Former PepsiCo CEO Indra Nooyi explains why she ‘never ever, ever’ asked for a raise
Nooyi said that she had “never, ever, ever asked for a raise” and had in fact even turned one down during the financial crisis. When asked why, Nooyi, who regularly ranked as one of Fortune’s Most Powerful Women in business, said, “I find it cringeworthy. I cannot imagine working for somebody and saying my pay is not enough.”
The quote was widely shared on Twitter, with some users contrasting Nooyi’s high pay as a CEO with the earnings of the average worker or wondering how Nooyi responded when her former employees asked for raises of their own.
Nooyi felt like some of the social media promotion of the piece had taken her out of context and wanted to clarify. In an interview with Fortune yesterday, she responded to the online firestorm. “I was speaking the truth about my cultural upbringing and why it stopped me from asking for certain things,” she says. “I talk about the immigrant’s fear. I’ve been honest about talking about myself. This is part of that whole package.”
Nooyi, who was born and raised in Chennai, India, and moved to the U.S. for graduate school, says that she and her husband were both brought up to never ask for anything—that they were taught if they did a good job, everything else would come with it. “I wish we were not that way. I wish we had the courage to go ask for it.” She added that since they didn’t come from much, “whatever we had we thought was a lot.”
Nooyi says that she never implied others should not ask. “You can’t take the cultural upbringing out of me,” she says. “This was unique to me.
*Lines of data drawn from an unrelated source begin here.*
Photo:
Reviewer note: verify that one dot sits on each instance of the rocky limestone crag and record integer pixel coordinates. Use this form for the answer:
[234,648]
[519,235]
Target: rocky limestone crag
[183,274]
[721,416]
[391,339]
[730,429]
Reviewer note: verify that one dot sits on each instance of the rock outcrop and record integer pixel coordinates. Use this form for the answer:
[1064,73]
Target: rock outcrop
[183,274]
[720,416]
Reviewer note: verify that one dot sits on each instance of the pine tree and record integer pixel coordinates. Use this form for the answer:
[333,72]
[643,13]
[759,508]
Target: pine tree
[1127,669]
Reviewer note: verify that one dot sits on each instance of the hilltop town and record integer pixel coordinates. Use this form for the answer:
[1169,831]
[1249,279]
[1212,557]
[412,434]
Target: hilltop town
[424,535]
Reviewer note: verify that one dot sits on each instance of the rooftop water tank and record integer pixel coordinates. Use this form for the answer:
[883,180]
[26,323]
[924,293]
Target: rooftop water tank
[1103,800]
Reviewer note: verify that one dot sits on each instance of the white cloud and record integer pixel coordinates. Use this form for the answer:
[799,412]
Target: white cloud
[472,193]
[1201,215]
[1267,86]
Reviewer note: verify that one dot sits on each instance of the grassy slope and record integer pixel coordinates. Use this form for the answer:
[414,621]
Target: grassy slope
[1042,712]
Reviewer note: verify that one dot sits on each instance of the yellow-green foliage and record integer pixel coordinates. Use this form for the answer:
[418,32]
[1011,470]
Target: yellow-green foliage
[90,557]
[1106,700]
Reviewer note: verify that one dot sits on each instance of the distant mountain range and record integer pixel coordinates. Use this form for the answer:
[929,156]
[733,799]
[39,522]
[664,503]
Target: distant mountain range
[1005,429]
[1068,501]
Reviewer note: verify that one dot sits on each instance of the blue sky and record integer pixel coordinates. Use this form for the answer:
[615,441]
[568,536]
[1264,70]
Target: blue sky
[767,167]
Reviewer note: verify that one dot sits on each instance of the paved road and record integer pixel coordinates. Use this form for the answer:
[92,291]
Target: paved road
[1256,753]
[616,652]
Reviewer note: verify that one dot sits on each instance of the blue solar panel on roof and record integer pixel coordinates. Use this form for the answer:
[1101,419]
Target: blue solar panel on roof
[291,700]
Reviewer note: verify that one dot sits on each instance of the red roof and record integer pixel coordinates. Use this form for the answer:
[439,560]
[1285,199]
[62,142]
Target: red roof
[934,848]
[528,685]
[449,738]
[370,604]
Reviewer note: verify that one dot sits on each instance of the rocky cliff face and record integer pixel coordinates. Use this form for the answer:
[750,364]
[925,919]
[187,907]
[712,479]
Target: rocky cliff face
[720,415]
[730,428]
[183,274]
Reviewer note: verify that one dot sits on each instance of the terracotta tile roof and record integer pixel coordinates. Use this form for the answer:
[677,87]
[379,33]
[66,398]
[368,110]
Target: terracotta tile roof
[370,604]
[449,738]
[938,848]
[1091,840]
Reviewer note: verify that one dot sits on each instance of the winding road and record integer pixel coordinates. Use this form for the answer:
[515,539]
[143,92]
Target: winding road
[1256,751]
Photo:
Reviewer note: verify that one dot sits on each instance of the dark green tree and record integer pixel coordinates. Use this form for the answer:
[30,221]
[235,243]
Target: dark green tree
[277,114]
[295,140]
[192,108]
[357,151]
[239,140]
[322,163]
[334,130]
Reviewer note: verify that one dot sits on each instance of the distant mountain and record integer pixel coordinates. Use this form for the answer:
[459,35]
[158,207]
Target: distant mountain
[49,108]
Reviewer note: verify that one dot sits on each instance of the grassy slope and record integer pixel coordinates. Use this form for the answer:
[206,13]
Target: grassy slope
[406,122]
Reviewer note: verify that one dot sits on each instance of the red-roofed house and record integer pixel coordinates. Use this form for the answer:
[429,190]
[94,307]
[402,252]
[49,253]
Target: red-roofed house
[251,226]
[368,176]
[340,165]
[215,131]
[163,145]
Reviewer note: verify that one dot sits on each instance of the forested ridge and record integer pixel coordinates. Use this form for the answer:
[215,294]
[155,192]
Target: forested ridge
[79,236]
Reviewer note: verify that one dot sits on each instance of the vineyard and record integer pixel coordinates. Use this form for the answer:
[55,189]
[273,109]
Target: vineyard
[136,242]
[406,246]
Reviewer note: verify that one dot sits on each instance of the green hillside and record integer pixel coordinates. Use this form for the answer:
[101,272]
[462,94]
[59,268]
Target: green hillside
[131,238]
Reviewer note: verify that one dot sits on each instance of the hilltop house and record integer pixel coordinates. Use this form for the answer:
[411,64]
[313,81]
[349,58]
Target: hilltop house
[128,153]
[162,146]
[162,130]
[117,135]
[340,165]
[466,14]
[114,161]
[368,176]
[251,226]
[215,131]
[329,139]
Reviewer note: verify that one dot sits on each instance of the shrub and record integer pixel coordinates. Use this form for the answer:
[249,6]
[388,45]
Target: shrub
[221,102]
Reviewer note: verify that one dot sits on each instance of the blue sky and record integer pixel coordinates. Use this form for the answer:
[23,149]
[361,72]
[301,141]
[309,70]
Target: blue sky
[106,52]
This is not what I’m preaching at all, not what I’m suggesting, not what I’m recommending.”
Nooyi stressed that she supports equal pay and that if you’re paid less than someone else in the same job, you should ask for pay parity—advice that she says she also gives her two daughters. She says that if someone brought a pay case to her when she was CEO of PepsiCo, she was particularly sensitive if it was a woman because she knew that some of them might have been hesitant to ask.
As Bloomberg reported, in Nooyi’s final year on the job in 2018, she did not rank close to the top for executive pay at public U.S. companies. When asked if she should have been paid more, she told Fortune she didn’t know. “My board she treated me fairly,” she says, adding that “if we start ratcheting up the pay structures, it’ll just become a race to the top.”
When asked if CEOs are paid too much, Nooyi said that was up to the boards and compensation committees. “CEO jobs are well-paying jobs,” she says, “but the responsibilities are very, very heavy too.”
Nooyi, who sits on the board of Amazon, says that companies should be doing a pay equity analysis every year, and focus on the details rather than totals and averages across a company. “These general pay studies get everyone worked up, but they don’t get to a solution,” she says. Companies need to analyze the data to see where the problem is, how it should be addressed, and how soon, she added. “I’m all for analysis leading to results.”